What does banking etc. server room protection look like? What happens if it fails?

Well, what they are really supposed to do is look to the most effective physical security measures used in the customary practices of high-security data centers in data processing industries in general, plus implement specific measures & practices that their lawyers tell them are required by the collective body of federal regulations that speak to the information security of U.S. financial institutions.

Guidance on best practices and recommendations for the secure design and operation of data centers in general certainly isn't hard to find. You seem interested in the specific details of what access control mechanisms should be in place, how perimeter security should be monitored, etc., (which I'll admit I've always found interesting as well.) This piece from CSO Online is one of the more comprehensive and readable run-downs, listing 19 specific physical security elements that a well-protected data center should implement well. ("Mantraps, access control systems, bollards and surveillance." among them.) Probably not surprisingly, there are compliance certification standards for data center physical security that companies in "highly regulated industries"--financial institutions first and foremost-- are very often required (by practical forces if not directly by legal regulations) to comply with.

Now, talking about info sec regulations that apply to banks and other financial institutions is always a massively complicated endeavor. Such regulations come from, just talking at the federal level, the "Board of Governors of the Federal Reserve System (FRB), the Federal Deposit Insurance Corporation (FDIC), the National Credit Union Administration (NCUA), the Office of the Comptroller of the Currency (OCC), and the Consumer Financial Protection Bureau (CFPB)". So says the IT Handbook resource for the Federal Financial Examination Institution Counsel, which is probably one of the best official government sources you're going to find that covers federal information security regulatory requirements for banks comprehensively, coming from that broad, broad swath of agencies.
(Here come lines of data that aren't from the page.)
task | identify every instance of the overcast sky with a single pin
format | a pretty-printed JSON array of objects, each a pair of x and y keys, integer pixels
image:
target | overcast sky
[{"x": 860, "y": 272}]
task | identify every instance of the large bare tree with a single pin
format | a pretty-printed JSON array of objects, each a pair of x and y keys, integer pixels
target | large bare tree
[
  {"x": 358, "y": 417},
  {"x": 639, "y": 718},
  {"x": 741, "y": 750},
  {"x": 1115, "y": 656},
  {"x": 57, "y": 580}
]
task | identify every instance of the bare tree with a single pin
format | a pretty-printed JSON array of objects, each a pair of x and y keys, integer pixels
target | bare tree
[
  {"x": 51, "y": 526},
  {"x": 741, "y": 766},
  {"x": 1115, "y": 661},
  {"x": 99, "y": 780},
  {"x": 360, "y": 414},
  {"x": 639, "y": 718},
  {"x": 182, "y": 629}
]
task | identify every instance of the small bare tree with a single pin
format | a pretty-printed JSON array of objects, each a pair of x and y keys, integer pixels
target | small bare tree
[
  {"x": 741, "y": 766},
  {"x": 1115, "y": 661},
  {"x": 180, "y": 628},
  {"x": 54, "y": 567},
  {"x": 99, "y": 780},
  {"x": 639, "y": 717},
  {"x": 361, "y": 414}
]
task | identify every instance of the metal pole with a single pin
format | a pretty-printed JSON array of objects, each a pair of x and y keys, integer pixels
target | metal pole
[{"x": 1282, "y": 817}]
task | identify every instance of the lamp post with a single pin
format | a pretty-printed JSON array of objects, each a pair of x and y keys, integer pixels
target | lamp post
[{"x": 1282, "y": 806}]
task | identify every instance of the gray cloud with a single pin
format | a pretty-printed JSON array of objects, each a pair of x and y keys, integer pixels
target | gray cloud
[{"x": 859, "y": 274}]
FFEIC's specific page on data center physical security is here. It is a fairly short document, and addresses intruder detection, the training of security guards, and other topics. Look at topics surrounding that specific page in the virtual IT Handbook for information on physical security concerns that will often pertain to data centers as well as other facilities. You might also take a direct look at the Federal Reserve's guidelines regarding information security standards; some of those high-level conceptual standards most definitely do eventually affect how banks do the specifics of providing physical security at their data centers.

So there's some fun night-table reading for you.

tl; dr: They should being doing what responsible companies in other security-intensive data processing industries are doing, plus meeting what the requirements in regulations from any number of different agencies and jurisdictions that oversee financial institutions mandate.